Police Commissioner Jessica Tisch confirmed that three improvised explosive devices, one planted in a vehicle on Sunday, were discovered after an attempted attack near Gracie Mansion in New York—thankfully without injury. She attributed the incident to Islamic State inspiration, a reminder that Manhattan garners international attention even when would-be attackers fail to check the mayoral calendar or basic competence at bomb-making.
New York City in brief
Top five stories in the five boroughs today
After a protest outside Gracie Mansion against “Islamification” devolved into a flurry of homemade bombs—thankfully duds—Mayor Zohran Mamdani, New York’s first Muslim mayor, condemned bigotry but pointedly sidestepped denouncing two alleged ISIS-inspired counter-protesters arrested with TATP-based devices. NYPD’s Jessica Tisch confirmed the threat was real, but our statements, unlike the explosives, seem rather more diffused.
After two self-radicalised teenagers lobbed homemade TATP explosives—mercifully inert—during a protest near Gracie Mansion, the NYPD found bomb-making materials in a Hyundai parked on Manhattan’s East End Avenue.

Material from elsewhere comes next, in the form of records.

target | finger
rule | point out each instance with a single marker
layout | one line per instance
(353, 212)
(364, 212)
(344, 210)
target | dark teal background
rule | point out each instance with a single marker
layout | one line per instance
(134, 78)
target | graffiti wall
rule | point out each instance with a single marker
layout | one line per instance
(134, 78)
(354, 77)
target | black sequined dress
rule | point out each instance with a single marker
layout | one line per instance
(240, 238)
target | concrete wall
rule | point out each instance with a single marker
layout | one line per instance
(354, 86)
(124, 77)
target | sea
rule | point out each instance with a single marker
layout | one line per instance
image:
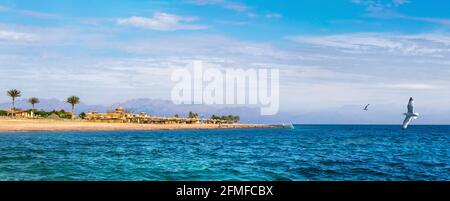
(305, 153)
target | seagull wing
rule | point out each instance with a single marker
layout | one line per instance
(406, 121)
(411, 106)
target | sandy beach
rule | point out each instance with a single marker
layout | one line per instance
(27, 125)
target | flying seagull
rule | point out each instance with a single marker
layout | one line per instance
(366, 107)
(410, 114)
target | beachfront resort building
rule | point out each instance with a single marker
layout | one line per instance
(119, 115)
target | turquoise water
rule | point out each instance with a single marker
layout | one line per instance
(304, 153)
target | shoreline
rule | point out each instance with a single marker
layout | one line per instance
(45, 125)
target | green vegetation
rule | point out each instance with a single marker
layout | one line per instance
(14, 93)
(33, 101)
(193, 115)
(227, 118)
(73, 100)
(82, 115)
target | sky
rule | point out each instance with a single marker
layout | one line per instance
(332, 55)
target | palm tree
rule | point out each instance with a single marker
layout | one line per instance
(73, 100)
(13, 93)
(32, 101)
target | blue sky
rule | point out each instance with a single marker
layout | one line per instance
(332, 54)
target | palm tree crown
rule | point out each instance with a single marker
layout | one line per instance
(33, 100)
(73, 100)
(13, 93)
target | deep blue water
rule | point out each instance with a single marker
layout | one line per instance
(304, 153)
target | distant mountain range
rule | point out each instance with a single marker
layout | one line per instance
(349, 114)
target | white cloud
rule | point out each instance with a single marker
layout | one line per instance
(431, 44)
(273, 15)
(30, 13)
(17, 36)
(225, 4)
(162, 22)
(410, 86)
(387, 10)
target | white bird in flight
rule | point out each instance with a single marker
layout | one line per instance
(410, 114)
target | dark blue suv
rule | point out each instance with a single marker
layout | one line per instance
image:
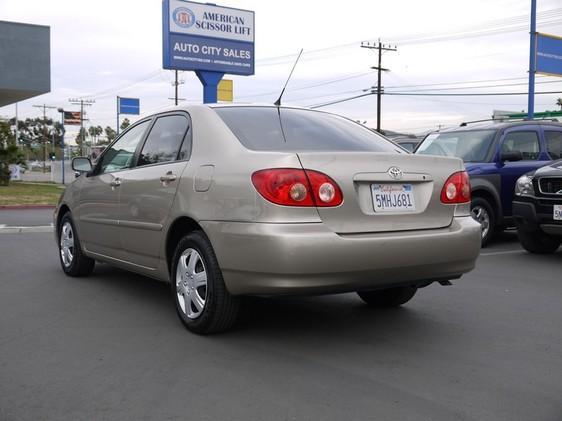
(496, 155)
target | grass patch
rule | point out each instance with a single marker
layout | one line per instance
(19, 193)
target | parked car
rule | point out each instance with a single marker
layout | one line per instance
(537, 208)
(495, 156)
(227, 201)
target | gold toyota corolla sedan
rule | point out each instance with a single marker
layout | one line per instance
(228, 201)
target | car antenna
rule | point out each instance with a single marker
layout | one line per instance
(278, 102)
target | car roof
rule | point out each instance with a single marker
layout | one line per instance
(496, 125)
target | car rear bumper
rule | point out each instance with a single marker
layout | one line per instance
(532, 217)
(267, 259)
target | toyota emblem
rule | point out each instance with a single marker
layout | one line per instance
(395, 173)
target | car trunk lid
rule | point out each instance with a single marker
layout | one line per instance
(372, 194)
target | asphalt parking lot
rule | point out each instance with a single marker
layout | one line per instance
(111, 347)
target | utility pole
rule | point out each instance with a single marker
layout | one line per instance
(175, 84)
(532, 61)
(82, 103)
(45, 140)
(380, 47)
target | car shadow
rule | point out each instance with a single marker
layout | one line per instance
(344, 315)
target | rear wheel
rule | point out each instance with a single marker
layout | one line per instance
(391, 297)
(202, 301)
(482, 213)
(73, 261)
(536, 241)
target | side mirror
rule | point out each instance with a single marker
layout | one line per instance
(511, 156)
(81, 164)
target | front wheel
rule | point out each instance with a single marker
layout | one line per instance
(537, 241)
(72, 259)
(202, 301)
(390, 297)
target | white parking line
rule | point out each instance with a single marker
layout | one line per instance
(495, 253)
(18, 230)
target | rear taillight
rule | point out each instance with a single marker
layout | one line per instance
(456, 189)
(296, 187)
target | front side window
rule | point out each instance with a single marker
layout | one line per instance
(554, 144)
(296, 130)
(121, 154)
(164, 140)
(525, 142)
(469, 145)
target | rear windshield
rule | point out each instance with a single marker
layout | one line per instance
(295, 130)
(470, 145)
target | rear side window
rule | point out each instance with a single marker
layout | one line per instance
(554, 144)
(525, 142)
(164, 140)
(294, 130)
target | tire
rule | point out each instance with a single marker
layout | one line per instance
(391, 297)
(536, 241)
(202, 301)
(72, 259)
(483, 213)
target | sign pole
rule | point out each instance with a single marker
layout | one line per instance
(117, 115)
(532, 61)
(210, 81)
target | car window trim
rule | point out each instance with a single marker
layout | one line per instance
(97, 168)
(550, 129)
(155, 119)
(521, 129)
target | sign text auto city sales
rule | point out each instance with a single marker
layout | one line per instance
(209, 37)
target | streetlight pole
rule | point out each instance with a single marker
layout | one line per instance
(61, 111)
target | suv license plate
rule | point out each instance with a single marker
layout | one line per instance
(557, 212)
(393, 197)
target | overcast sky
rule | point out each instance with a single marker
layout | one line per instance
(102, 48)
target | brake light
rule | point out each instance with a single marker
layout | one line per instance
(297, 187)
(456, 189)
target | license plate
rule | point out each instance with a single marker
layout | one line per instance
(557, 213)
(393, 197)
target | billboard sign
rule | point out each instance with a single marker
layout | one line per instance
(207, 37)
(549, 55)
(128, 105)
(72, 117)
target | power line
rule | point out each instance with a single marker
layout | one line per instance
(430, 95)
(470, 94)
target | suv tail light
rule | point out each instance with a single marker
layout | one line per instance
(456, 189)
(297, 187)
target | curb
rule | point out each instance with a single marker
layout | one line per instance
(16, 207)
(20, 230)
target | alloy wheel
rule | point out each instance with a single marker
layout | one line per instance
(67, 244)
(191, 283)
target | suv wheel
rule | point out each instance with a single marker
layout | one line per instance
(483, 214)
(536, 241)
(390, 297)
(202, 301)
(72, 260)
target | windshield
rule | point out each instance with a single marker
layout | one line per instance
(470, 146)
(296, 130)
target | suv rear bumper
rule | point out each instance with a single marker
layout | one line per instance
(268, 259)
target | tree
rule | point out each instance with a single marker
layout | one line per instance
(125, 123)
(110, 134)
(9, 153)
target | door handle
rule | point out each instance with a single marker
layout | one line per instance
(116, 182)
(168, 177)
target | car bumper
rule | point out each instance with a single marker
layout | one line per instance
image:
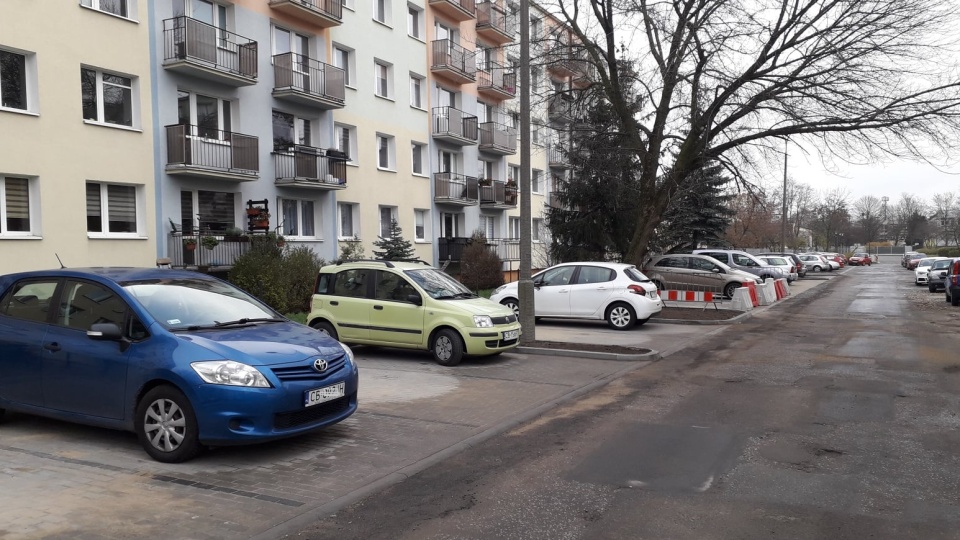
(229, 415)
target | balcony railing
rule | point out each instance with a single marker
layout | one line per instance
(454, 125)
(308, 81)
(496, 194)
(496, 80)
(456, 63)
(492, 23)
(306, 166)
(209, 52)
(498, 138)
(324, 13)
(203, 151)
(459, 10)
(455, 188)
(225, 253)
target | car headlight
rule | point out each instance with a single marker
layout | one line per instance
(483, 321)
(230, 373)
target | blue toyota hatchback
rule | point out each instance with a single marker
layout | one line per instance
(183, 359)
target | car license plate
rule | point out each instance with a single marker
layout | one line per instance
(319, 395)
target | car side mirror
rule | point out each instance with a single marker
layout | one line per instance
(105, 332)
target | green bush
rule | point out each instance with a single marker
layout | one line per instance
(283, 278)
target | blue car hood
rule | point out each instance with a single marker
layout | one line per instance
(266, 344)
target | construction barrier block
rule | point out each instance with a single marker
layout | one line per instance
(752, 287)
(741, 300)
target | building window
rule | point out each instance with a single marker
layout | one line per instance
(346, 140)
(417, 151)
(107, 98)
(414, 22)
(348, 224)
(210, 115)
(536, 232)
(120, 8)
(420, 225)
(343, 58)
(417, 85)
(381, 11)
(13, 80)
(298, 218)
(386, 157)
(387, 215)
(289, 130)
(383, 79)
(15, 202)
(111, 208)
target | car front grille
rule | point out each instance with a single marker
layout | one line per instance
(305, 372)
(312, 414)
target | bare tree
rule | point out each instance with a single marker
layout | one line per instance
(729, 80)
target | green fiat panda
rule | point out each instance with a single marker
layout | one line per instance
(410, 305)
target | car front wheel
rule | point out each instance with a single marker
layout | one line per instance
(167, 426)
(620, 317)
(447, 347)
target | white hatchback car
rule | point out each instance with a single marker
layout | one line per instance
(615, 292)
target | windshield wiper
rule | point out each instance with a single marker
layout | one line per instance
(240, 322)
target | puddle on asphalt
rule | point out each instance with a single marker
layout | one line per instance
(400, 387)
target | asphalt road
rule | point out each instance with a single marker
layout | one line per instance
(834, 415)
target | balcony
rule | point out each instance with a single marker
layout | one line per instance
(495, 81)
(453, 62)
(458, 10)
(498, 139)
(454, 126)
(492, 24)
(455, 188)
(205, 51)
(557, 156)
(323, 13)
(212, 153)
(560, 108)
(496, 194)
(309, 167)
(303, 80)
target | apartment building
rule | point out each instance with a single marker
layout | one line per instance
(76, 135)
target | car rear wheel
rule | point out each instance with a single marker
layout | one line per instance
(447, 347)
(167, 426)
(513, 304)
(325, 328)
(620, 316)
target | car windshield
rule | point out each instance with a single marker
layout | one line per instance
(189, 303)
(438, 284)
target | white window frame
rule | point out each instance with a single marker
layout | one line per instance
(415, 22)
(386, 144)
(382, 79)
(351, 150)
(314, 213)
(134, 98)
(99, 5)
(424, 156)
(354, 221)
(421, 221)
(33, 207)
(30, 82)
(418, 85)
(139, 208)
(350, 67)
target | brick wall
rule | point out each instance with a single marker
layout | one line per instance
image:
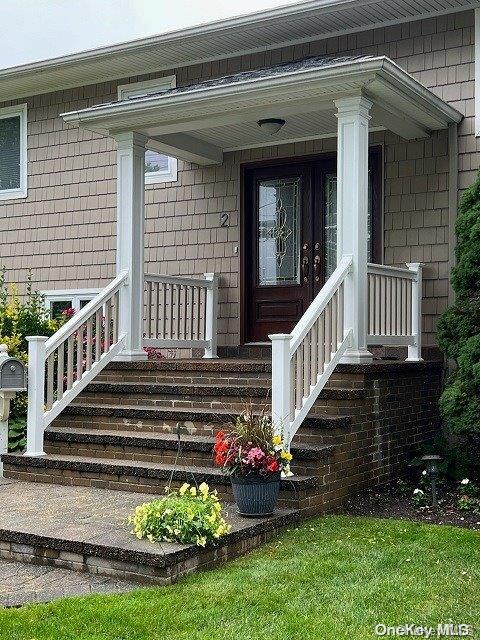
(65, 229)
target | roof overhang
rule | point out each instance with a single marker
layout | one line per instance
(260, 31)
(201, 122)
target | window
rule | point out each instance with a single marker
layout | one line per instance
(57, 301)
(13, 152)
(158, 167)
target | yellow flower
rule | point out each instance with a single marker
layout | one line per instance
(184, 488)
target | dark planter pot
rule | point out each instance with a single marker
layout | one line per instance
(256, 496)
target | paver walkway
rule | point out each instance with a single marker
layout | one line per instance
(22, 583)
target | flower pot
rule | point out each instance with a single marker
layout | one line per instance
(256, 496)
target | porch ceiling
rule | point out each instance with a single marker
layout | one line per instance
(199, 123)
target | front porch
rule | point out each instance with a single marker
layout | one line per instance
(360, 304)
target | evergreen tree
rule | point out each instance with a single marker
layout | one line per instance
(459, 337)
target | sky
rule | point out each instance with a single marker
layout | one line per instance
(41, 29)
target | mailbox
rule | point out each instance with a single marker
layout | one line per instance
(12, 375)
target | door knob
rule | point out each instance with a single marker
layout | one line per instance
(316, 267)
(305, 268)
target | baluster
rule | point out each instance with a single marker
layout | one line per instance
(108, 322)
(306, 366)
(298, 380)
(50, 383)
(148, 310)
(70, 348)
(328, 334)
(98, 334)
(60, 370)
(88, 349)
(321, 343)
(79, 352)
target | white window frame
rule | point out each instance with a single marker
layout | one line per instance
(9, 112)
(75, 295)
(157, 85)
(477, 72)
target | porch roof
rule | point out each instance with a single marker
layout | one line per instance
(200, 122)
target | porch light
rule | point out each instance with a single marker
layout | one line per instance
(271, 125)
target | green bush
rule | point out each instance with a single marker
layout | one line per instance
(459, 338)
(188, 516)
(19, 318)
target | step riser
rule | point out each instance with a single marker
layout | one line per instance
(299, 499)
(185, 459)
(311, 435)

The alleged would-be bombers, Ibraham Kayumi and Emir Balat, remain under scrutiny as police piece together who owned the taped-up energy drink and why so much “Mother of Satan” keeps showing up in New York politics.
New York’s Gracie Mansion saw more fireworks than usual after an improvised explosive device—“football-sized” and packed with shrapnel—was tossed during a weekend protest by supporters of far-right figure Jake Lang and met by 125 counterprotesters. Police arrested two young men linked to the explosive, and the FBI is now poking around. Fortunately, Mayor Zohran Mamdani was out—along with his luck, it seems, for a quiet Saturday.
The FBI raided the plush Pennsylvania homes of Ibraham Kayumi and Emir Balat after they allegedly lobbed homemade bombs—mercifully duds—during a fracas outside Gracie Mansion between rival protesters. With parents hailing from Afghanistan and Turkey, the pair’s taste in real estate outstripped their bomb-making skills. Local critics grumble that Mayor Zohran Mamdani’s reluctance to call it terrorism suggests a city still finessing its definitions.